『正義』の妖精と『偽善』の白兎のファミリア・ミィス 作:護人ベリアス
前話はリュー×ベルのイチャイチャを全面に押し出した回でしたが、今話は異端児と共存に焦点を当てます。それとある因縁を断ち切る回です。
いいですか?ヒロインはリューさんです。もう一度言いましょう。ヒロインはリューさんです。
その美声を背景に僕達は思う存分今の楽しいひと時を過ごしていた。
まだ実際の結婚までは少し時間があるけど、僕とリューさんの幸せを祝福してもらえるとなれば何度してもらっても嬉しいもの。
そして何よりリューさんがすんなりとこの空間に慣れてくれたのが今が楽しいひと時になっている大きな要因。…僕の勝手な憶測だとリューさんは警戒しちゃってそう簡単には馴染めないと思ってたけど…それどころかリドやウィーネとは普通に会話して笑顔まで浮かべている。
他人との関わりをあまりしたがらなかったリューさんとしてはよい変化かと思うけど、こうも異性であろうと話ができるようになってしまうのは心配やらでほんの少しだけ不満。…まぁ文句は絶対に言ってはいけないけど。
そんなリューさんに僕はひと時も離れず周囲にリューさんとのラブラブっぷりを見せつけながら顔を真っ赤にするリューさんを愛でていた。
そしてパーティが始まってしばらくしてリドがふと思い出したように言った。
「そういえばなんだけどよ。ベルっち。リューっち。大剣をすっごくでかくて強い大剣を背負った冒険者を知らないか?」
僕とリューさんはなぜ質問されたか分からず首を傾げる。ただ僕にも恐らくリューさんにもその冒険者に心当たりがないかと言えば嘘だった。
「その冒険者…それはまさか【猛者】という二つ名の猪人ですか?強面で威圧感が凄い…」
巨体でとても強い猪人…つまり【フレイヤ・ファミリア】団長のオッタルさんのことだった。とりあえずリューさんはがオッタルさんを強面で威圧感が凄いと評したということは決していい印象を抱いているわけではないらしく僕は密かに安心する。
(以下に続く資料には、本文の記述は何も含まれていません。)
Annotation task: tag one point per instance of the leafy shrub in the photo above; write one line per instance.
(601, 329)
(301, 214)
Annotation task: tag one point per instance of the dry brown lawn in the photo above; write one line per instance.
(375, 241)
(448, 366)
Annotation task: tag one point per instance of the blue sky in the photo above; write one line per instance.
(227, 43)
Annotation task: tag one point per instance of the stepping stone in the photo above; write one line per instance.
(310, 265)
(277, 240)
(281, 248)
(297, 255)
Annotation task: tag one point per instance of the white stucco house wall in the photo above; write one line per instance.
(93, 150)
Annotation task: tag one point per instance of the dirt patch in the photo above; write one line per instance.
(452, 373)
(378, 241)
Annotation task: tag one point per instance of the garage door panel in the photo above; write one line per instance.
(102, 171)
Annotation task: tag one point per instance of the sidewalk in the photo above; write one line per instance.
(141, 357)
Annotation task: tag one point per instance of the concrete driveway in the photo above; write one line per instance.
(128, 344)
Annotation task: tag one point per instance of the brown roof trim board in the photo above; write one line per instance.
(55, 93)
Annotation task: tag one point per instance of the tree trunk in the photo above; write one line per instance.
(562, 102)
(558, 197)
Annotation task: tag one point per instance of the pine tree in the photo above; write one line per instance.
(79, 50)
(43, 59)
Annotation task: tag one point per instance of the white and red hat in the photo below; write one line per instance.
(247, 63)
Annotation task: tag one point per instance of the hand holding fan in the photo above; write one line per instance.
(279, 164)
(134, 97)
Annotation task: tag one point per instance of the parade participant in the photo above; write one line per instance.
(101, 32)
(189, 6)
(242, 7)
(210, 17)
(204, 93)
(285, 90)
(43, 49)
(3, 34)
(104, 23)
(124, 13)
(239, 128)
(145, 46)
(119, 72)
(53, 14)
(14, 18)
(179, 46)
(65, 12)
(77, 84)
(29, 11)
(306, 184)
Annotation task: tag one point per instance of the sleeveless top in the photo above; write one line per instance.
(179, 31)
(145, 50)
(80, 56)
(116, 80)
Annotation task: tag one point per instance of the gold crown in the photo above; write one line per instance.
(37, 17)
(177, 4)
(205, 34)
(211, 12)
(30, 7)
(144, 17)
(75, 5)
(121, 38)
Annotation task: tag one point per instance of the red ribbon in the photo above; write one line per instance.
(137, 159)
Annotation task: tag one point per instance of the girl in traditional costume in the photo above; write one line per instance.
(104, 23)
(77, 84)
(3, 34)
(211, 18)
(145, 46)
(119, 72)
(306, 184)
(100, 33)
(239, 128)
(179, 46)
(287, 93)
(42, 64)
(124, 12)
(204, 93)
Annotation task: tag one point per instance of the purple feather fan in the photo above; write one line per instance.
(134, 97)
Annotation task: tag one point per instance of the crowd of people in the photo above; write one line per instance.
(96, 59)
いくら僕のリューさんを奪おうとする虫だったとしてもLv.7相手ではさすがに倒せそうにないからね…リューさんが一切関心を抱いてないようで何より。
そんな僕の考えを知らないリューさんはまさかといった表情でリドに尋ねる。僕もリューさんと同じ予想を立てていたため、共にリドの方を見てリドの答えを待つ。
「そうそう!めちゃ怖かったぜ!全くフェルズも尾行しろとか無茶言って…」
「え?フェルズさんが?」
ここで出てきた名前に疑問を抱き思わず尋ねる僕。フェルズさんがオッタルさんを尾行させるって…どういうことだ?
「それがオレっち達もすっごく驚いたんだぜ!フェルズに言われて急いでその怖いのがいるところに行ったらアステリオスとその怖いのがボロボロになりながらも激しく打ち合っててよ!」
「「なっ…」」
僕もリューさんも思わず声を揃えて驚く。
何せ僕もリューさんもアステリオス…僕があの時敗れたミノタウルスと戦った経験があり、その上二人揃ってボコボコにされた経験があったからだった。そのアステリオスはあのオッタルさんと互角で渡り合っていた…何というか凄いとしか言いようがない。
そしてなぜというかよりによって偶然にもオッタルさんとアステリオスが剣を交えるような事態になったのか疑問が尽きなかった。同時にその闘いの結果がどうなったのかに少々の関心を抱いた。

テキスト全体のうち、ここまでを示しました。